Dandona et al. noted that increased concentrations of TNFα and IL-6 in type 2 diabetes may modulate insulin action by suppressing insulin signal transduction and this may "shift" the effects of insulin to favor a more proinflammatory state . We hypothesize that oxidized forms of LDL can also "shift" or modulate insulin signaling, at least in macrophages, to a more proinflammatory state. Modified kinds of LDL may bring about effects similar to "selective insulin resistance"  or insulin resistance on the level of separate cells/tissues. This could play a role in pathogenesis of "total insulin resistance", thus exacerbating the development of type 2 diabetes. Liang et al. have recently observed that increased CD36 protein expression on mouse macrophages may be connected with defective insulin signaling in these cells as estimated by reduced expression and signaling of insulin receptors . Human macrophages treated with OxLDL in vitro indeed show increased surface expression of CD36 [61, 62]. Here we report that this change could be associated with an increase in mRNA for insulin receptor and modified insulin signaling. Thus, our results suggest that not exclusively "defective", but rather "modified" or "shifted" macrophage insulin signaling may cause a predisposition to foam cell formation and atherosclerosis in insulin-resistant states.
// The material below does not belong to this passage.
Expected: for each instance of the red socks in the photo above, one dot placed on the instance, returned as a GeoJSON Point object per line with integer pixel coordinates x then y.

Our data suggest that the presence or formation of modified/oxidized/aggregated LDL in insulin-resistant patients, who have increased blood insulin and glucose, may exacerbate existing insulin resistance and contribute to the development and progression of type 2 diabetes. Although the treatment of human macrophages with both minimally oxidized LDL or extensively oxidized LDL leads to cholesterol accumulation and foam cell formation in vitro, the effects of mmLDL on the insulin signaling cascade in macrophages appear to be less profound or even opposite to those of OxLDL. Such OxLDL-specific effects suggest involvement of the scavenger receptors in a number of downstream events. Further investigations are necessary to evaluate the differential roles of scavenger receptors, including CD36, and CD14/Toll-like receptor 4 in mediating effects of OxLDL and mmLDL, respectively.